Я прочищаю горло, движением головы отбрасываю с лица мокрые от слюны волосы, и, прищурившись, поднимаю глаза на короля, который смотрит на меня в ответ с таким же сухим выражением, как и окружающая нас выжженная местность.
― Ни один зверь не может быть приручен настолько, чтобы держать в пасти живую еду, если она не предназначена для его потомства, а твой зверь, похоже, любит поесть, ― говорю я, бросая еще один взгляд на Райгана и гадая, сколько живых существ он сожрал, чтобы стать такого размера. ― Он бы проглотил меня, если бы я его хоть чем-то разозлила. Веревки. Сейчас.
Каан продолжает наблюдать за мной, не двигаясь с места, он даже не вспотел, несмотря на яростный солнечный свет, бьющий в лицо и подчеркивающий его сильные, выразительные черты, которые грозят отвлечь меня от моих убийственных мыслей.
Снова.
― Быстрее, я начинаю гореть.
― Если ты убьешь меня, то застрянешь на Болтанских равнинах без средства передвижения, без доступа к воде, а с такой кожей ты увянешь, как мунплюм, попавший под солнце, и умрешь еще до восхода Авроры, ― отвечает он, констатируя очевидное. Я уже чувствую, как у меня горит кожа. ― И это в том случае, если Райган оставит тебя в живых после того, как увидит, как я истекаю кровью на песке. Может, сейчас ты ему и нравишься, но я могу заверить тебя, что он предан мне.
Я хмуро смотрю на тварь, которая выпускает из раздутых ноздрей еще больше клубов дыма, из его груди вырывается могучий рев, который заставляет меня представить, как я окажусь между его клыков и превращаюсь в кашу из осколков костей и пенистой крови.

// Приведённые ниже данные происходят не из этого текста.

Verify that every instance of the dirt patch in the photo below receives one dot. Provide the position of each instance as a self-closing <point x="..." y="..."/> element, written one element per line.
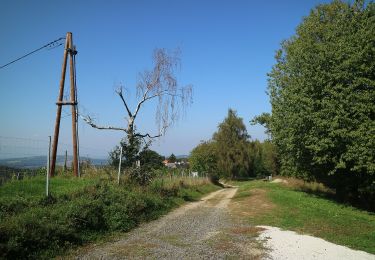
<point x="247" y="230"/>
<point x="253" y="205"/>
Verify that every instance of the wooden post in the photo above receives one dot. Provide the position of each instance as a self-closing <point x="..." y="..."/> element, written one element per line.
<point x="66" y="160"/>
<point x="59" y="107"/>
<point x="69" y="49"/>
<point x="73" y="100"/>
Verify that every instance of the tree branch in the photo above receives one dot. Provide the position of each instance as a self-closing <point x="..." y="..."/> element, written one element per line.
<point x="89" y="121"/>
<point x="119" y="92"/>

― К тому же у тебя нет оружия, в плече гноится гвоздь, и, если я не ошибаюсь, ты не ела почти две фазы. Как насчет того, чтобы мы снова взмахнули белым флагом и ты подавила желание убить меня до тех пор, пока не поешь, не искупаешься и не перестанешь страдать от инфекции, которая начинает распространяться по твоей крови, а?

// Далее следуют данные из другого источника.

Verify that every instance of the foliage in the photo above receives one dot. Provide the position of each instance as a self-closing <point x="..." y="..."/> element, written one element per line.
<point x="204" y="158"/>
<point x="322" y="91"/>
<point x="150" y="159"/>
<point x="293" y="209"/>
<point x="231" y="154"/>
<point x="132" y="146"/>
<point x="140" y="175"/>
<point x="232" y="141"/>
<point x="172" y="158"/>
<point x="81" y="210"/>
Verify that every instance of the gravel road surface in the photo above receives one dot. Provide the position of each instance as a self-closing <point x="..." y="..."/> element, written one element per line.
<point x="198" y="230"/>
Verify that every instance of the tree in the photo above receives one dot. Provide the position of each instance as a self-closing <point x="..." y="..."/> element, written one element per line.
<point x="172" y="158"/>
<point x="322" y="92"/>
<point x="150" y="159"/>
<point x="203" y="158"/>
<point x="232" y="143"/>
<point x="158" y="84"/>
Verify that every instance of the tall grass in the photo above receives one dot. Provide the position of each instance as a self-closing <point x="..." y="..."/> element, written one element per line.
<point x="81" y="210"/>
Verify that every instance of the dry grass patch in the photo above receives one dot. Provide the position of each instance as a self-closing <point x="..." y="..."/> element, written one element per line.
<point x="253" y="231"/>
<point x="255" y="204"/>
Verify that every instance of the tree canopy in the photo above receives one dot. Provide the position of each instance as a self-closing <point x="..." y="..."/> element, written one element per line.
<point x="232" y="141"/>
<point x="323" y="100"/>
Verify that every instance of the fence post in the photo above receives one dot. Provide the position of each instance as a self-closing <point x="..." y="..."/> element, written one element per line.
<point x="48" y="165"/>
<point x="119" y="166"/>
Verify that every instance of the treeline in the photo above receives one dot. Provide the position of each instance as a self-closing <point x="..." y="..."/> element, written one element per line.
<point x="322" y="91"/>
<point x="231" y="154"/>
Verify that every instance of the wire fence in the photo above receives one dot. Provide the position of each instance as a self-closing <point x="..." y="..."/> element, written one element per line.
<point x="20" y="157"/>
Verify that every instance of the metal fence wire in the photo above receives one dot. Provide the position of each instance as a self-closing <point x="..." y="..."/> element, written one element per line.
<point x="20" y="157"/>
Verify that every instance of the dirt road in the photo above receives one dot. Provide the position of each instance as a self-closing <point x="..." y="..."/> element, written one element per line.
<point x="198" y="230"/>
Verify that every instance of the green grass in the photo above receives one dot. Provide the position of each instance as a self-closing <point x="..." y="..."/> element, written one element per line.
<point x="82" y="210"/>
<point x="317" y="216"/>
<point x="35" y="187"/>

Он полон драконьего дерьма.
― Единственная инфекция, от которой я страдаю, напрямую связана с твоим самодовольным присутствием.
― Ошибаешься. ― Его верхняя губа приподнимается, обнажая длинные и заостренные клыки, отчего мышцы внизу моего живота напрягаются.
Странно.
Он приседает, заслоняя солнце, и тянет за ворот моей туники с такой силой, что пуговица отлетает.
― Что ты…
Он засовывает палец в рану на моем плече, и острая боль, словно раскаленная кочерга, пронзает мышцы, сухожилия, кости…
Я вскрикиваю, о чем тут же жалею.
Никто не заставит меня кричать. И уж точно не он.
Его палец с хлюпаньем выходит, и я рычу сквозь оскаленные зубы, делая короткие, резкие вдохи, никак не помогающие утолить ярость, вздымающуюся в моей груди, подобно бушующему драконьему пламени.
Он нюхает свой окровавленный палец, и следующие слова вырываются из него с такой злостью, что они почти осязаемы на моей покрытой мурашками коже.